If you use the services of others, you need to determine whether each relationship is one of an employee/employer relationship or self-employed/customer relationship. It is important to remember, it does not matter what you call the relationship – it is what happens in practice that counts.
If the relationship is that of an employee/employer relationship, you will need to determine whether you need to register for PAYE. This will depend on the level of salary the employees receive as well as what other personal income they have. You must still keep payroll records even if you are not required to register for PAYE.
Construction Industry Scheme
It is estimated that around a fifth of the UK’s self-employed work within the construction sector.
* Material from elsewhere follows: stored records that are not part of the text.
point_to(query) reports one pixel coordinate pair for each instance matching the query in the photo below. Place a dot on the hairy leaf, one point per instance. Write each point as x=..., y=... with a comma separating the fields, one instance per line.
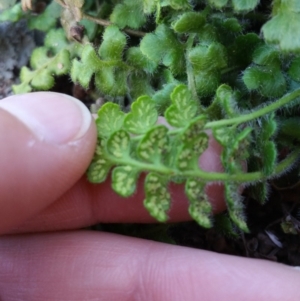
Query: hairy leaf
x=283, y=29
x=189, y=22
x=163, y=46
x=129, y=13
x=113, y=44
x=244, y=5
x=226, y=99
x=110, y=119
x=294, y=70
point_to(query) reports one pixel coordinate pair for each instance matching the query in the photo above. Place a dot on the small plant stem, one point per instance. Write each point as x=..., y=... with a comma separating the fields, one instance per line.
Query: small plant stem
x=107, y=23
x=210, y=176
x=256, y=113
x=189, y=67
This means a big consideration for many people would be the Construction Industry Scheme (CIS).
If you are self-employed and working in the construction industry as a contractor, you must register for the CIS. Subcontractors do not have to register, although it is recommended that they do, as failure to register within the CIS may result in deductions being taken from their gross payments at a higher rate.
The CIS determines that on making a payment to a sub-contractor under a construction contract, the contractor must deduct a certain percentage of the payment on account of tax. Find out more about the scheme here.
If you make and/or receive supplies of construction services, where payments are required to be reported through the CIS, then you may need to be aware of the new reverse charge for VAT.